Coronavírus

Cientistas descobrem seis novos coronavírus em morcegos

A descoberta foi feita por uma equipa de cientistas do Programa Global de Saúde do instituto Smithsonian, dos Estados Unidos da América, e publicada na revista Científica PLOS ONE.

Especial Coronavírus

A equipa do Smithsonian concentrou as pesquisas em locais de Mianmar, onde entre maio de 2016 e agosto de 2018, recolheu mais de 750 amostras de saliva e fezes de morcegos. As amostras foram testadas e comparadas com coronavírus conhecidos, e daí se concluiu que estavam perante seis novas estipres do vírus.

Ao todo, foram analisadas 11 espécies destes mamíferos, mas as seis novas estirpes de coronavírus foram encontradas em três tipos de morcegos: o morcego-amarelo da Grande Ásia (Scotophilus heathii); o morcego de cauda livre (Chaerephon plicatus) e o morcego de nariz em folha de Horsfield (Hipposideros larvatus).
Mas não se sabe ainda qual é o potencial de transmissão entre espécies. E é dessa informação, ainda a ser estudada, que depende o conhecimento dos riscos futuros para a saúde dos humanos.

Apesar de pertencerem à mesma família do vírus SARS-CoV-2, que originou a pandemia de covid-19, segundo os autores do estudo, os recém-descobertos coronavírus não estão, do ponto de vista genético, diretamente relacionados com a Síndrome Respiratória Aguda Grave (SARS CoV-1), a Síndrome Respiratória do Oriente Médio (MERS) ou a SARS-CoV-2.

Novas estirpes não estão directamente ligadas à Síndrome Respiratória Aguda Grave

Novas estirpes não estão directamente ligadas à Síndrome Respiratória Aguda Grave

Apesar de tudo o que ainda falta saber, os especialistas estimam que milhares de coronavírus - muitos dos quais ainda não foram descobertos - estejam presentes nos morcegos.


"As pandemias virais lembram-nos o quanto a saúde humana está ligada à saúde da vida selvagem e do meio ambiente", afirma Marc Valitutto, ex-veterinário do programa e principal autor do estudo. "Em todo o mundo, os seres humanos estão a interagir com a vida selvagem com uma frequência crescente.
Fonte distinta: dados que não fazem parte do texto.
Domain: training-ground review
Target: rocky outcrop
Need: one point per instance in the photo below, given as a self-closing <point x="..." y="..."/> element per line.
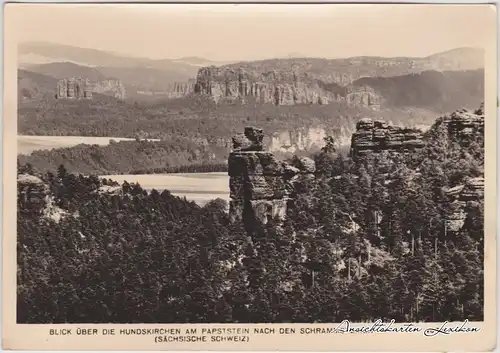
<point x="464" y="124"/>
<point x="80" y="88"/>
<point x="277" y="87"/>
<point x="460" y="197"/>
<point x="364" y="97"/>
<point x="181" y="89"/>
<point x="260" y="185"/>
<point x="373" y="136"/>
<point x="113" y="88"/>
<point x="74" y="88"/>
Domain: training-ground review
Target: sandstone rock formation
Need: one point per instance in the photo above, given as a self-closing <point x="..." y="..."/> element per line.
<point x="74" y="88"/>
<point x="364" y="96"/>
<point x="181" y="89"/>
<point x="114" y="88"/>
<point x="377" y="136"/>
<point x="79" y="88"/>
<point x="460" y="197"/>
<point x="277" y="87"/>
<point x="464" y="124"/>
<point x="260" y="185"/>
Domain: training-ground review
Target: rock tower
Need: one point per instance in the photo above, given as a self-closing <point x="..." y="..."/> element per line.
<point x="377" y="136"/>
<point x="260" y="185"/>
<point x="74" y="88"/>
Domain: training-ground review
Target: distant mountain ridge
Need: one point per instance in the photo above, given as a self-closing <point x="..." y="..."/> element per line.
<point x="321" y="80"/>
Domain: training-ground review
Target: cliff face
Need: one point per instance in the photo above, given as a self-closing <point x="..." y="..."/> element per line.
<point x="277" y="87"/>
<point x="73" y="88"/>
<point x="463" y="124"/>
<point x="463" y="197"/>
<point x="113" y="88"/>
<point x="260" y="185"/>
<point x="78" y="88"/>
<point x="377" y="136"/>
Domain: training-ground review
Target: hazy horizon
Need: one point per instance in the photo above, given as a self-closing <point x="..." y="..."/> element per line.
<point x="291" y="55"/>
<point x="227" y="32"/>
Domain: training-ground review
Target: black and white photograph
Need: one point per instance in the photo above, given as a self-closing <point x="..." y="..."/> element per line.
<point x="244" y="164"/>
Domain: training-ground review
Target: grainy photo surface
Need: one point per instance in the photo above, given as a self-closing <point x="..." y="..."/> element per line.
<point x="250" y="164"/>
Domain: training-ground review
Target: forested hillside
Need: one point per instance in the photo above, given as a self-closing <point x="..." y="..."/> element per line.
<point x="364" y="240"/>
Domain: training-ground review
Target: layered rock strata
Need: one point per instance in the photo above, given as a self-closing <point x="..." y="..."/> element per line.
<point x="74" y="88"/>
<point x="377" y="136"/>
<point x="260" y="185"/>
<point x="276" y="87"/>
<point x="460" y="197"/>
<point x="464" y="124"/>
<point x="81" y="88"/>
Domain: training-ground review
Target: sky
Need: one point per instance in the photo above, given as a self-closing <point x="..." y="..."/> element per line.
<point x="251" y="32"/>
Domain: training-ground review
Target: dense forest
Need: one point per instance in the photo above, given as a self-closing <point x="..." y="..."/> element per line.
<point x="365" y="239"/>
<point x="194" y="117"/>
<point x="172" y="155"/>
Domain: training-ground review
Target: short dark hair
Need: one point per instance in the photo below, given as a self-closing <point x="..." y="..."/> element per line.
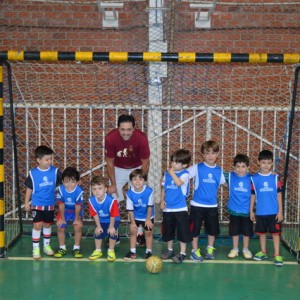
<point x="41" y="151"/>
<point x="265" y="154"/>
<point x="71" y="173"/>
<point x="210" y="145"/>
<point x="126" y="119"/>
<point x="99" y="179"/>
<point x="241" y="158"/>
<point x="138" y="173"/>
<point x="181" y="156"/>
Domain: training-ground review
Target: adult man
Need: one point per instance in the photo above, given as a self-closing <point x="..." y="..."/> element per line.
<point x="126" y="149"/>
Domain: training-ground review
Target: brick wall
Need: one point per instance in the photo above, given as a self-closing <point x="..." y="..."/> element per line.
<point x="250" y="26"/>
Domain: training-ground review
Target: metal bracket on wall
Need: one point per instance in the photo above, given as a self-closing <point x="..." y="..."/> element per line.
<point x="110" y="16"/>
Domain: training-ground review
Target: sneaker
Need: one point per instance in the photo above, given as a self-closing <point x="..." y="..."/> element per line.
<point x="278" y="261"/>
<point x="247" y="254"/>
<point x="130" y="255"/>
<point x="95" y="255"/>
<point x="48" y="250"/>
<point x="141" y="240"/>
<point x="260" y="256"/>
<point x="233" y="253"/>
<point x="196" y="255"/>
<point x="77" y="253"/>
<point x="167" y="254"/>
<point x="60" y="253"/>
<point x="179" y="258"/>
<point x="36" y="253"/>
<point x="111" y="256"/>
<point x="210" y="253"/>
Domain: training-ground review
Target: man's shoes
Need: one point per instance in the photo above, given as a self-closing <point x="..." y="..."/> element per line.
<point x="36" y="254"/>
<point x="130" y="256"/>
<point x="260" y="256"/>
<point x="233" y="253"/>
<point x="210" y="253"/>
<point x="247" y="254"/>
<point x="179" y="258"/>
<point x="77" y="253"/>
<point x="60" y="253"/>
<point x="196" y="256"/>
<point x="278" y="261"/>
<point x="111" y="256"/>
<point x="95" y="255"/>
<point x="48" y="250"/>
<point x="167" y="254"/>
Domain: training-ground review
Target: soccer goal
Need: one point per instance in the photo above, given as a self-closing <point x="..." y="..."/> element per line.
<point x="71" y="106"/>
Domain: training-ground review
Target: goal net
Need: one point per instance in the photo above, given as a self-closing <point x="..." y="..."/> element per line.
<point x="71" y="106"/>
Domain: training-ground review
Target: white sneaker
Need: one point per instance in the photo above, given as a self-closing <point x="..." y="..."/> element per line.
<point x="233" y="253"/>
<point x="247" y="254"/>
<point x="48" y="250"/>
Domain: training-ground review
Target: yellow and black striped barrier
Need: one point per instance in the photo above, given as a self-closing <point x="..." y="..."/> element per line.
<point x="181" y="57"/>
<point x="2" y="206"/>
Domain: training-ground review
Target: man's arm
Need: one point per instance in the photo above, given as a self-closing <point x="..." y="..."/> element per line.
<point x="111" y="174"/>
<point x="145" y="165"/>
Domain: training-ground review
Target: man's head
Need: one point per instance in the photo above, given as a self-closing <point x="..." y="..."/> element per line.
<point x="126" y="125"/>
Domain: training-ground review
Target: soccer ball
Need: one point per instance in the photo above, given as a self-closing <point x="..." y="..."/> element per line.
<point x="154" y="264"/>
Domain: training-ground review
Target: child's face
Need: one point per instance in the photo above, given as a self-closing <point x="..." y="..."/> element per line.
<point x="99" y="191"/>
<point x="138" y="183"/>
<point x="45" y="162"/>
<point x="210" y="157"/>
<point x="70" y="183"/>
<point x="241" y="169"/>
<point x="265" y="166"/>
<point x="177" y="166"/>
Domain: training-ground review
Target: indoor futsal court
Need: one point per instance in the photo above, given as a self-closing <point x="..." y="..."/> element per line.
<point x="188" y="71"/>
<point x="70" y="278"/>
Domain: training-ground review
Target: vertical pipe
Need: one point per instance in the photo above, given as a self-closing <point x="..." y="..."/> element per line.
<point x="2" y="206"/>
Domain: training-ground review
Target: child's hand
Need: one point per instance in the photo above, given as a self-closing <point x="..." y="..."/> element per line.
<point x="279" y="217"/>
<point x="112" y="231"/>
<point x="98" y="230"/>
<point x="252" y="216"/>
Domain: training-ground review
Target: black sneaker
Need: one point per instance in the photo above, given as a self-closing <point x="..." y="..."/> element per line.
<point x="167" y="254"/>
<point x="130" y="255"/>
<point x="179" y="258"/>
<point x="141" y="240"/>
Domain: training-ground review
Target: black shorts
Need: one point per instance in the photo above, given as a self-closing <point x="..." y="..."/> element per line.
<point x="138" y="223"/>
<point x="266" y="224"/>
<point x="208" y="215"/>
<point x="45" y="216"/>
<point x="240" y="225"/>
<point x="176" y="221"/>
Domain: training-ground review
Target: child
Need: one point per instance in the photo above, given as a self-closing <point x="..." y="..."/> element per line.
<point x="139" y="204"/>
<point x="40" y="187"/>
<point x="207" y="178"/>
<point x="70" y="200"/>
<point x="239" y="186"/>
<point x="105" y="211"/>
<point x="266" y="193"/>
<point x="173" y="203"/>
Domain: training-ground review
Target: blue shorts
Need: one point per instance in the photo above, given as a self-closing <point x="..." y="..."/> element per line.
<point x="105" y="234"/>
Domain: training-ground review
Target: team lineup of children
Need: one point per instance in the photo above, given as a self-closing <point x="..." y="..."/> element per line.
<point x="259" y="193"/>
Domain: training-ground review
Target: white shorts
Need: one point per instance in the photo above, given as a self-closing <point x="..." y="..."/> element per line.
<point x="122" y="177"/>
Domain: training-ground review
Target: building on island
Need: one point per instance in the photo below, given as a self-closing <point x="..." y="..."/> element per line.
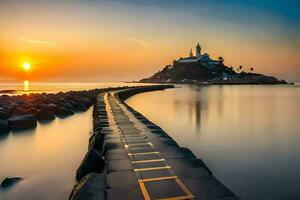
<point x="198" y="57"/>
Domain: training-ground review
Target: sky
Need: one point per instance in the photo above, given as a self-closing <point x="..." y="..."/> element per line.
<point x="125" y="40"/>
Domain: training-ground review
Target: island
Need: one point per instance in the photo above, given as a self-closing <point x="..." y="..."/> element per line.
<point x="202" y="69"/>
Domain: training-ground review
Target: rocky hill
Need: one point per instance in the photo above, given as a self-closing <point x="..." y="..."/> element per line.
<point x="206" y="70"/>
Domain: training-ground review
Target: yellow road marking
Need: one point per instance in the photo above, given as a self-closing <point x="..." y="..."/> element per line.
<point x="151" y="168"/>
<point x="158" y="179"/>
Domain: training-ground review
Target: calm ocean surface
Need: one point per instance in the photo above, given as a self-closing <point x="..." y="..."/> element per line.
<point x="249" y="136"/>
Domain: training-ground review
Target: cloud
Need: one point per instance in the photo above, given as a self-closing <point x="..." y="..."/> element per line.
<point x="41" y="42"/>
<point x="141" y="42"/>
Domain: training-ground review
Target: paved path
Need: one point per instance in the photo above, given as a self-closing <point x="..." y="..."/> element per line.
<point x="143" y="162"/>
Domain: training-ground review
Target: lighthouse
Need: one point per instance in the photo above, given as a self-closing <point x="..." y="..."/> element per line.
<point x="198" y="51"/>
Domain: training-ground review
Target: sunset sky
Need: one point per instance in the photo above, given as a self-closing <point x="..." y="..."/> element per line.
<point x="108" y="40"/>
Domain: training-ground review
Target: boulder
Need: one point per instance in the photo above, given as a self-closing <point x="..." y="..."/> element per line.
<point x="20" y="122"/>
<point x="52" y="107"/>
<point x="92" y="162"/>
<point x="63" y="112"/>
<point x="91" y="187"/>
<point x="4" y="114"/>
<point x="19" y="111"/>
<point x="45" y="114"/>
<point x="96" y="141"/>
<point x="11" y="107"/>
<point x="8" y="182"/>
<point x="4" y="127"/>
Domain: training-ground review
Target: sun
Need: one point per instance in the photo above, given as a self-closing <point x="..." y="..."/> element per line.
<point x="26" y="66"/>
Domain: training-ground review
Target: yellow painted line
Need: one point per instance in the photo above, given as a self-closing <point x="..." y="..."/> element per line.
<point x="158" y="179"/>
<point x="144" y="191"/>
<point x="146" y="161"/>
<point x="151" y="168"/>
<point x="183" y="187"/>
<point x="179" y="198"/>
<point x="144" y="153"/>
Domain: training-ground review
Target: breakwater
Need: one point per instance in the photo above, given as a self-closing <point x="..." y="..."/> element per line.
<point x="129" y="157"/>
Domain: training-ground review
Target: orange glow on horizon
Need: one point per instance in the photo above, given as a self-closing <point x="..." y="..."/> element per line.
<point x="26" y="66"/>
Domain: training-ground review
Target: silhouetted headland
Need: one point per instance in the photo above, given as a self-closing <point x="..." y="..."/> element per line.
<point x="204" y="70"/>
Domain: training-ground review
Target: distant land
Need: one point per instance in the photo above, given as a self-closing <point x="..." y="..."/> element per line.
<point x="200" y="68"/>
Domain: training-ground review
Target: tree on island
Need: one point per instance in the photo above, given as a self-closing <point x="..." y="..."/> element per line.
<point x="221" y="60"/>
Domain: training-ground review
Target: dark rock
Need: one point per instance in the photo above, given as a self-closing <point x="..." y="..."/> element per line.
<point x="68" y="106"/>
<point x="52" y="107"/>
<point x="19" y="111"/>
<point x="4" y="127"/>
<point x="92" y="162"/>
<point x="8" y="182"/>
<point x="11" y="107"/>
<point x="22" y="122"/>
<point x="45" y="114"/>
<point x="91" y="187"/>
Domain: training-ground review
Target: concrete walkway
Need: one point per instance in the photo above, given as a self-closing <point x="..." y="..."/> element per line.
<point x="144" y="162"/>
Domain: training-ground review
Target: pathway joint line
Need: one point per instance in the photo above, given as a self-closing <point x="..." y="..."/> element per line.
<point x="146" y="161"/>
<point x="158" y="179"/>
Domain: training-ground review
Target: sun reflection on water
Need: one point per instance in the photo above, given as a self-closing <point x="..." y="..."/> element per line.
<point x="26" y="86"/>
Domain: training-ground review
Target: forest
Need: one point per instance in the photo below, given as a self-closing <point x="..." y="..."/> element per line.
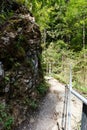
<point x="64" y="38"/>
<point x="48" y="43"/>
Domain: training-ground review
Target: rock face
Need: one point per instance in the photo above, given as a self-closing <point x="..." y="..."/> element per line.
<point x="20" y="54"/>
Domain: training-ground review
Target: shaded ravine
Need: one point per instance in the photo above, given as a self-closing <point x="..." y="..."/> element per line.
<point x="49" y="117"/>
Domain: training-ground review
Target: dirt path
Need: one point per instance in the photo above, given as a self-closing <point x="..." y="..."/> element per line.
<point x="51" y="110"/>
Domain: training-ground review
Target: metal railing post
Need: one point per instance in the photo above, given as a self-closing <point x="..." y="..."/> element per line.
<point x="69" y="100"/>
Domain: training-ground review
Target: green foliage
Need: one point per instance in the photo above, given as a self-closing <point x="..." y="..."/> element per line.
<point x="42" y="88"/>
<point x="5" y="119"/>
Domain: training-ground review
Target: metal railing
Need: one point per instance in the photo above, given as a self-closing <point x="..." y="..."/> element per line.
<point x="84" y="101"/>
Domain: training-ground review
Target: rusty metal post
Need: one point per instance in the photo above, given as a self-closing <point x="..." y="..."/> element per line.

Portanto, quanto mais entendermos sobre estes vírus em animais - o que lhes permite sofrer mutações e como eles se espalham para outras espécies -, melhor podemos reduzir seu potencial pandémico", acrescenta.

Cientístas desconhecem ainda o potencial de contágio entre espécies

Cientístas desconhecem ainda o potencial de contágio entre espécies

De acordo com os autores da pesquisa, descobertas como esta a importância da vigilância das doenças zoonóticas à medida que ocorrem na vida selvagem. Orientada pelos resultados, a vigilância futura das populações de morcegos vai permitir detectar possíveis ameaças virais à saúde pública .

"Muitos coronavírus podem não representar um risco para as pessoas, mas quando identificamos essas doenças desde cedo nos animais, na fonte, temos uma oportunidade valiosa para investigar a ameaça em potencial", sublinha Suzan Murray, diretora do Programa de Saúde Global da Smithsonian e co-autora do estudo.

"A vigilância, a pesquisa e a educação são as melhores ferramentas que temos para evitar pandemias antes que elas ocorram."